From: Stefan Monnier
Subject: bug#9463: 24.0.50; Errors should not be continuable
Date: Fri, 09 Sep 2011 10:07:10 -0400
User-agent: Gnus/5.13 (Gnus v5.13) Emacs/24.0.50 (gnu/linux)

>>> I think the "do what would have happened if the debugger had not been
>>> called" thing should be a different command, like resignal or abort.
>> Why?
> 1. Why not?

The question is "why" and not "why not": the current behavior is the
logical result of writing simple and the clean code.  Doing something
special when the error is "uncontinuable" requires extra code, so it
needs to be justified by a good reason.

>> When the debugger is called in a non-error case, the "c" does just
>> that "do whatever would have happened if the debug call had no taken place".
> 2. it's an incompatible change

It's a user-visible change, yes (it doesn't break any code, AFAIK, so
it's not what we usually consider as "incompatible").

> 3. it's frustrating when people introduce DWIM-ish features when my
> expectations are completely different.

There's nothing DWIMish at all about it.

>>> c should only continue from truly continuable situations, like
>>> breakpoints.
>> Again: why?
> 4. it's easy to accidentally press c when using d and c multiple times

Could you describe a scenario where this would be a problem?

> 5. I have already lost valuable information (and time) because of this
> too eager stack unwinding.

I guess the previous scenario would be the same as this one, but if not,
could you describe the scenario where you lost info because of this?

> 6. there is nothing wrong with the traditional distinction between
> continuable and non-continuable situations.

The Elisp debugger does not *catch* signals: it just gets invoked at
various points of the execution so you can examine the state.

>> PS: The change you seem to dislike is a bug-fix in my opinion, and it has
>> fixed a few real problems
> It introduced a new bug: r can now be used in every situation.

It does extend an old bug to more situations, but it's hardly
a new bug.  The documentation of debugger-return-value already states
very clearly that it's not always useful to use it.

>> (e.g. when you enter the debugger from within a minibuffer, you can
>> now continue your minibuffer operation, whereas earlier you could
>> only abort back to the top-level).
> You could do that just as well with a separate resignal command.

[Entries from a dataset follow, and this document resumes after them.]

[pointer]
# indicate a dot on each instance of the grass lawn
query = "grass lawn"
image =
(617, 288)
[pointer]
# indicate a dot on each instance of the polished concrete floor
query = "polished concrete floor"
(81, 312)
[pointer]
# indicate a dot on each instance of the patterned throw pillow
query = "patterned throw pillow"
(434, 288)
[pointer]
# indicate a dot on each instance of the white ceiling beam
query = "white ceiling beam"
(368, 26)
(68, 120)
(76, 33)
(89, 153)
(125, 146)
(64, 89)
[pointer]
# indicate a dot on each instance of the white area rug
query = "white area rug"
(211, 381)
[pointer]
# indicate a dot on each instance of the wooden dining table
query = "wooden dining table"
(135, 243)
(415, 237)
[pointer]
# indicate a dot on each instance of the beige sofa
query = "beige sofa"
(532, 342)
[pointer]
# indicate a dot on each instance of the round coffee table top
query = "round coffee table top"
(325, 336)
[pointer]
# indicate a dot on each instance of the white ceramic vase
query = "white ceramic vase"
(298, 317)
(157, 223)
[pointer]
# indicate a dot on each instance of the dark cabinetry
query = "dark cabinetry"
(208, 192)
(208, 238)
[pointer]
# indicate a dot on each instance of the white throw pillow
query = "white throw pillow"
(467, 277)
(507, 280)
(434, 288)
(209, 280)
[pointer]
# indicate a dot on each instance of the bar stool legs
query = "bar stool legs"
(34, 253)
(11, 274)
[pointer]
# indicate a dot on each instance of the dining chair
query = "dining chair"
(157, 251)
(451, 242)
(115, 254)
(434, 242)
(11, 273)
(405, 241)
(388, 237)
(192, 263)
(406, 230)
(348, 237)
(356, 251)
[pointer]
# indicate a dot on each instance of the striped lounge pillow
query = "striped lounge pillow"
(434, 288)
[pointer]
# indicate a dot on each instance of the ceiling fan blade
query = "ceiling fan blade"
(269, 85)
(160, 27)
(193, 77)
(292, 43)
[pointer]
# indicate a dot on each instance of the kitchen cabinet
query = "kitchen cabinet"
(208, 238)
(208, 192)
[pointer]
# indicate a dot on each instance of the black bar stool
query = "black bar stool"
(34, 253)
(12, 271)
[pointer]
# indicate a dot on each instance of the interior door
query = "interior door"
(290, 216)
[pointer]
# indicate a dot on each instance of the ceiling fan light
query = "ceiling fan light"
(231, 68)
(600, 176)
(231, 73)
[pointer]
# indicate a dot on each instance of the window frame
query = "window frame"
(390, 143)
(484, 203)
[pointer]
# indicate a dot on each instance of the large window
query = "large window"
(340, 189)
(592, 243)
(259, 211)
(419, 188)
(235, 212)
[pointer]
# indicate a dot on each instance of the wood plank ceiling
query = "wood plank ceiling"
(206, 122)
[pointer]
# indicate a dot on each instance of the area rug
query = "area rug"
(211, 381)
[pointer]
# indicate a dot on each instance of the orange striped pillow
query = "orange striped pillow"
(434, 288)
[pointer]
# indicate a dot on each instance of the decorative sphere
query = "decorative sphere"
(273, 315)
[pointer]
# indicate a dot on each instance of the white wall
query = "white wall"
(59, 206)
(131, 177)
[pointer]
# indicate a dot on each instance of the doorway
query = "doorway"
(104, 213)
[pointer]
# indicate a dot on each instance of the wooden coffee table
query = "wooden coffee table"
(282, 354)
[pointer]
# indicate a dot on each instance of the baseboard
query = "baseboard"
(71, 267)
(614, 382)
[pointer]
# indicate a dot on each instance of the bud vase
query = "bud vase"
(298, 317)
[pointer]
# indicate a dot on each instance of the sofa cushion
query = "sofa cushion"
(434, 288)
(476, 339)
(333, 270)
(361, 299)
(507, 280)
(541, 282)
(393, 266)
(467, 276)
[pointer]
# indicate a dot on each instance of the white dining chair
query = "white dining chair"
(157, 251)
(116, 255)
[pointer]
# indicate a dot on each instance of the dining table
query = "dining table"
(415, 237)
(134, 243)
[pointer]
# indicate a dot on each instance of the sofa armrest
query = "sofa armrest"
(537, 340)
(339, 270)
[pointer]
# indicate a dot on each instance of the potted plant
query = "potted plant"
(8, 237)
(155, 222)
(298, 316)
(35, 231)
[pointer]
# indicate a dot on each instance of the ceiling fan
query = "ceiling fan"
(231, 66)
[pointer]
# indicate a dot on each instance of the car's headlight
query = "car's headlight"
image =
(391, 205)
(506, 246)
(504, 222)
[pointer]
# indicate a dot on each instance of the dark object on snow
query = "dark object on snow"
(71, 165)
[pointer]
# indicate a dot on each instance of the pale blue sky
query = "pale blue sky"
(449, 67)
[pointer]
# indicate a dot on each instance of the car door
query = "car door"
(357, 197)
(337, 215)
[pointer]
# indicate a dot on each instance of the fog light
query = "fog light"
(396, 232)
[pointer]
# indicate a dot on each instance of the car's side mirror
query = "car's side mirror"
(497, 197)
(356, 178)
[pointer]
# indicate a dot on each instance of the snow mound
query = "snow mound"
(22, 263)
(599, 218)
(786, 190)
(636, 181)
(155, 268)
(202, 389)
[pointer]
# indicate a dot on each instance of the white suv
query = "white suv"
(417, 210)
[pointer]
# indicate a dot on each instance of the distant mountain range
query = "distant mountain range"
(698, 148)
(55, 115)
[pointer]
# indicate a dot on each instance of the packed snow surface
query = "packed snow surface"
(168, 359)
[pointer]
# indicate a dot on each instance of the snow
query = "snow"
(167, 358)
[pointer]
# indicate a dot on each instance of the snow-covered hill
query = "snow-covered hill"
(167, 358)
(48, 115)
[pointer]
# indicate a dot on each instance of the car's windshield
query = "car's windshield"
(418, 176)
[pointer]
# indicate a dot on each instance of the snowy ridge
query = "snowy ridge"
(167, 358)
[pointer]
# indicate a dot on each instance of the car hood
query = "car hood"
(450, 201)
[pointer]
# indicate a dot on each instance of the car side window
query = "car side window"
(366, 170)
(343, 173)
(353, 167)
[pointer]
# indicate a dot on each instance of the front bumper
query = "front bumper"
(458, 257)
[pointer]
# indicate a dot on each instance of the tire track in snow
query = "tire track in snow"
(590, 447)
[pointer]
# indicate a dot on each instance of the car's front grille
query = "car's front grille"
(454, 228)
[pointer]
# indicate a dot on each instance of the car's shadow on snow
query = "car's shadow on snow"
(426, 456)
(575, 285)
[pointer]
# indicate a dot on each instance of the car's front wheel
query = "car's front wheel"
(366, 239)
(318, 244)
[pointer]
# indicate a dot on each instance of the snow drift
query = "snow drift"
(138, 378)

>From an implementation point of view, at least, calling it "resignal"
would be incorrect.

All in all, I think what you're asking is for the debugger to be
informed of the situation in which it is invoked (e.g. because of
a signal, or because of an explicit call, when entering a function, when
exiting a function, ...) so that commands like `r' can tell whether
they'll be useful and so that we can provide a new command "continue
only if this was not a signal" that would behave somewhat like the old
"continue" (tho more cleanly since it would burp right away instead of
doing the previous dance of first continuing, then having the C-level
code figure out that you're trying to continue after a signal and hence
re-enter the debugger with a new error).